Issues surrounding the Expanded Program on Immunization (EPI) and Maternal and Neonatal Tetanus (MNT) program uptake in ethnic minorities in Dak Lak province, Vietnam​

Funded by:
Global Health Bioethics Network DPhil bursary

We conducted qualitative and quantitative research on the perception and attitudes of women of childbearing age and mothers towards vaccination and also the challenges faced by healthcare workers in delivering the national vaccination programme before and after the COVID-19 pandemic. This involves:

  • Surveys
  • in-depth interviews
  • key informant interviews
  • focus group discussions

Participants are:

  • mothers with children under 2
  • pregnant women
  • women aged 15-35
  • healthcare workers at the provincial, district, commune, and village levels.

Our questions include those about vaccination uptake, the purpose of vaccination, as well as about other health-related behaviours of the target population, and the availability of health services within the local area.

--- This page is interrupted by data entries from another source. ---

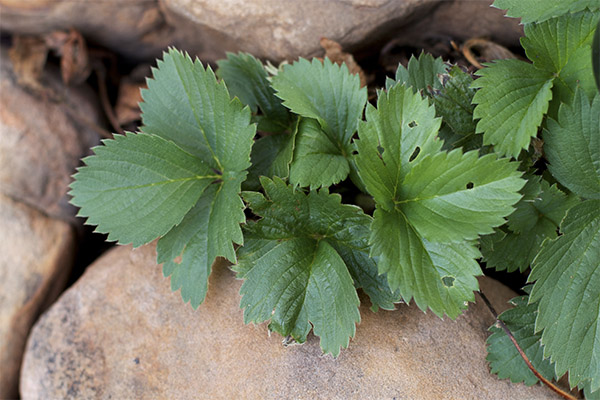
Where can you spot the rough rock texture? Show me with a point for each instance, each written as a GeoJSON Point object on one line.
{"type": "Point", "coordinates": [35, 260]}
{"type": "Point", "coordinates": [137, 29]}
{"type": "Point", "coordinates": [41, 140]}
{"type": "Point", "coordinates": [120, 332]}
{"type": "Point", "coordinates": [286, 29]}
{"type": "Point", "coordinates": [40, 146]}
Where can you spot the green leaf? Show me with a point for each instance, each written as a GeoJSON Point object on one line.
{"type": "Point", "coordinates": [430, 205]}
{"type": "Point", "coordinates": [317, 161]}
{"type": "Point", "coordinates": [247, 79]}
{"type": "Point", "coordinates": [136, 187]}
{"type": "Point", "coordinates": [572, 146]}
{"type": "Point", "coordinates": [205, 233]}
{"type": "Point", "coordinates": [504, 359]}
{"type": "Point", "coordinates": [332, 96]}
{"type": "Point", "coordinates": [567, 288]}
{"type": "Point", "coordinates": [422, 74]}
{"type": "Point", "coordinates": [184, 103]}
{"type": "Point", "coordinates": [271, 156]}
{"type": "Point", "coordinates": [537, 217]}
{"type": "Point", "coordinates": [512, 99]}
{"type": "Point", "coordinates": [538, 11]}
{"type": "Point", "coordinates": [140, 187]}
{"type": "Point", "coordinates": [453, 103]}
{"type": "Point", "coordinates": [562, 46]}
{"type": "Point", "coordinates": [299, 262]}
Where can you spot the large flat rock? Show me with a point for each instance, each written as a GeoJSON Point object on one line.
{"type": "Point", "coordinates": [120, 332]}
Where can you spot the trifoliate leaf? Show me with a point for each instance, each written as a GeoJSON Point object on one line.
{"type": "Point", "coordinates": [572, 146]}
{"type": "Point", "coordinates": [537, 217]}
{"type": "Point", "coordinates": [247, 79]}
{"type": "Point", "coordinates": [541, 10]}
{"type": "Point", "coordinates": [205, 233]}
{"type": "Point", "coordinates": [431, 205]}
{"type": "Point", "coordinates": [503, 356]}
{"type": "Point", "coordinates": [184, 103]}
{"type": "Point", "coordinates": [271, 156]}
{"type": "Point", "coordinates": [317, 161]}
{"type": "Point", "coordinates": [297, 261]}
{"type": "Point", "coordinates": [512, 99]}
{"type": "Point", "coordinates": [420, 74]}
{"type": "Point", "coordinates": [453, 102]}
{"type": "Point", "coordinates": [331, 95]}
{"type": "Point", "coordinates": [136, 187]}
{"type": "Point", "coordinates": [567, 288]}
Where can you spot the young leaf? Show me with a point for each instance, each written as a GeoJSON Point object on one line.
{"type": "Point", "coordinates": [331, 95]}
{"type": "Point", "coordinates": [538, 11]}
{"type": "Point", "coordinates": [503, 356]}
{"type": "Point", "coordinates": [420, 74]}
{"type": "Point", "coordinates": [453, 102]}
{"type": "Point", "coordinates": [247, 79]}
{"type": "Point", "coordinates": [562, 46]}
{"type": "Point", "coordinates": [136, 187]}
{"type": "Point", "coordinates": [298, 260]}
{"type": "Point", "coordinates": [512, 99]}
{"type": "Point", "coordinates": [537, 217]}
{"type": "Point", "coordinates": [567, 287]}
{"type": "Point", "coordinates": [572, 146]}
{"type": "Point", "coordinates": [431, 205]}
{"type": "Point", "coordinates": [185, 104]}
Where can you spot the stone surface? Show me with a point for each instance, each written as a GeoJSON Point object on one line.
{"type": "Point", "coordinates": [137, 29]}
{"type": "Point", "coordinates": [35, 260]}
{"type": "Point", "coordinates": [120, 332]}
{"type": "Point", "coordinates": [42, 139]}
{"type": "Point", "coordinates": [40, 146]}
{"type": "Point", "coordinates": [286, 29]}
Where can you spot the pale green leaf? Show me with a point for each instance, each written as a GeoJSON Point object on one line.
{"type": "Point", "coordinates": [247, 79]}
{"type": "Point", "coordinates": [136, 187]}
{"type": "Point", "coordinates": [430, 205]}
{"type": "Point", "coordinates": [421, 74]}
{"type": "Point", "coordinates": [541, 10]}
{"type": "Point", "coordinates": [185, 104]}
{"type": "Point", "coordinates": [536, 218]}
{"type": "Point", "coordinates": [572, 146]}
{"type": "Point", "coordinates": [504, 359]}
{"type": "Point", "coordinates": [397, 134]}
{"type": "Point", "coordinates": [567, 287]}
{"type": "Point", "coordinates": [440, 276]}
{"type": "Point", "coordinates": [205, 233]}
{"type": "Point", "coordinates": [299, 261]}
{"type": "Point", "coordinates": [453, 103]}
{"type": "Point", "coordinates": [317, 161]}
{"type": "Point", "coordinates": [512, 99]}
{"type": "Point", "coordinates": [326, 92]}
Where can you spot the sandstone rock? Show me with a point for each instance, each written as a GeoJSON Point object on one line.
{"type": "Point", "coordinates": [120, 332]}
{"type": "Point", "coordinates": [286, 29]}
{"type": "Point", "coordinates": [35, 261]}
{"type": "Point", "coordinates": [137, 29]}
{"type": "Point", "coordinates": [40, 146]}
{"type": "Point", "coordinates": [42, 140]}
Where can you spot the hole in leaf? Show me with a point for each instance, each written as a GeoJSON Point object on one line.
{"type": "Point", "coordinates": [414, 154]}
{"type": "Point", "coordinates": [448, 281]}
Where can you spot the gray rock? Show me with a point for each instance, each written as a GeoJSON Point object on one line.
{"type": "Point", "coordinates": [120, 332]}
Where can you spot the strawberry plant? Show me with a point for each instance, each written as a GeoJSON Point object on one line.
{"type": "Point", "coordinates": [249, 163]}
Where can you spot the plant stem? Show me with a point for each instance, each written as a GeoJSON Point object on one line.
{"type": "Point", "coordinates": [551, 385]}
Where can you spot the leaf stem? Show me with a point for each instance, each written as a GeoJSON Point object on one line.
{"type": "Point", "coordinates": [552, 386]}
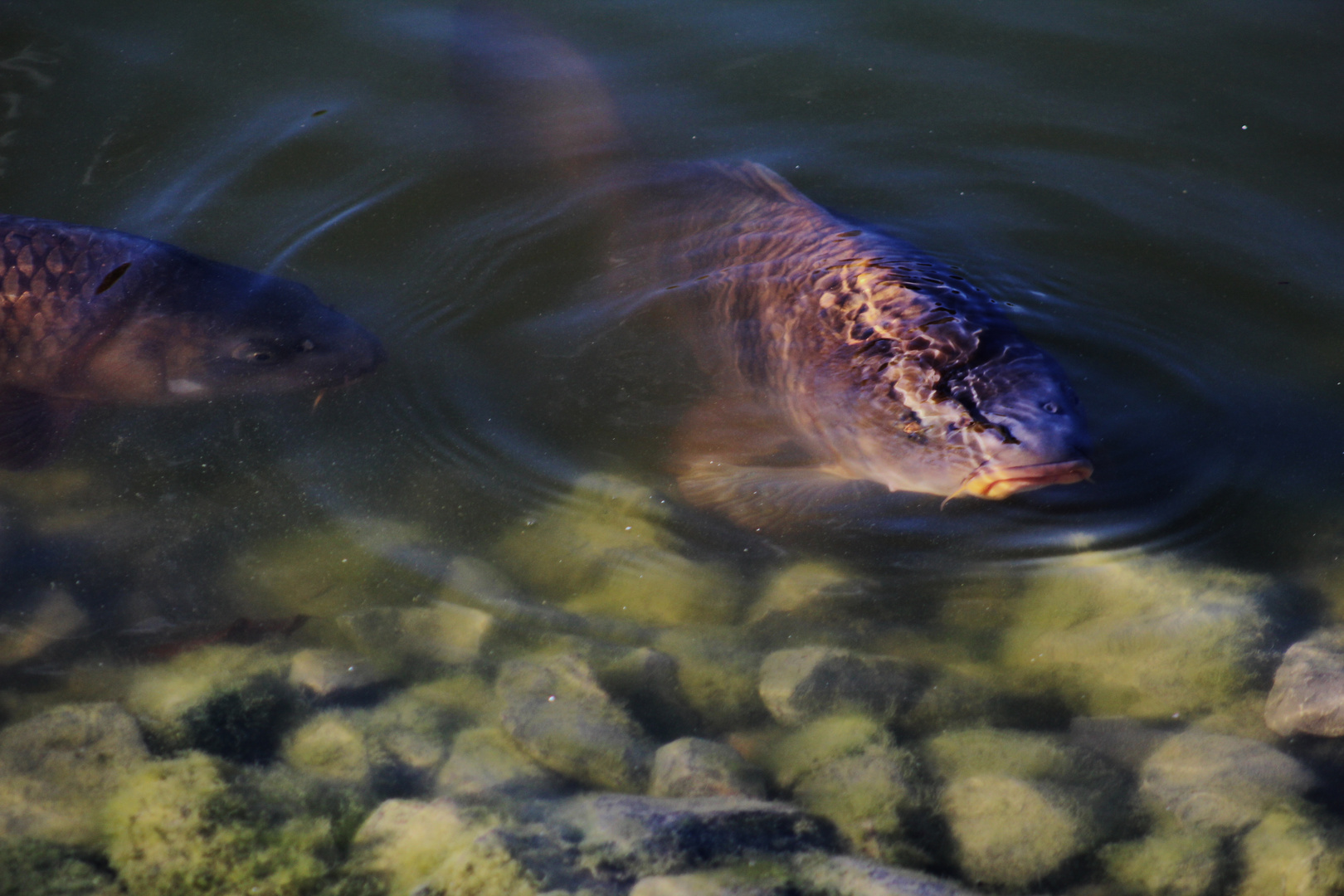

Key findings of the research:

  • Most community members are aware of the benefits of vaccines and the vaccination schedule and express positive attitudes toward vaccination.
  • Ethnic mothers have several structural barriers in accessing vaccination such as lack of transportation or driving license or difficulties taking work absences to take children to vaccination.
  • Vaccine adverse reactions are a critical concern that can result in vaccination delays or dropouts; this can be addressed by increased direct communication from local healthcare providers and mutual reassurance among the community members.
  • Within all ethnic minority groups in the province, there are some marginalised groups who are particularly socio-economically disadvantaged. These groups have a significantly lower vaccination uptake, access, and involvement in other healthcare activities. Local health providers in these communes also face considerable challenges in increasing vaccination rates.
  • Village health workers are essential gatekeepers for encouraging and maintaining community vaccine uptake. However, they reported receiving limited training for their healthcare promotion work. This means they have difficulties communicating with their community members. Furthermore, the relatively few benefits they receive in compensation for their work may decrease their motivation and dedication to continue this healthcare role.
  • Increased community engagement activities to promote vaccination may help increase the uptake of vaccine-hesitant members. This can include house visits and collaborative involvement of other community staff,
  • Government responses to the Covid-19 pandemic, including national lockdown and strict movement restrictions, decreased routine immunisation coverage during 2020-2021. Intensive Covid-19 vaccination efforts have also placed more pressure and workloads on local healthcare providers, which may have an adverse impact on their capacity to maintain childhood vaccine coverage.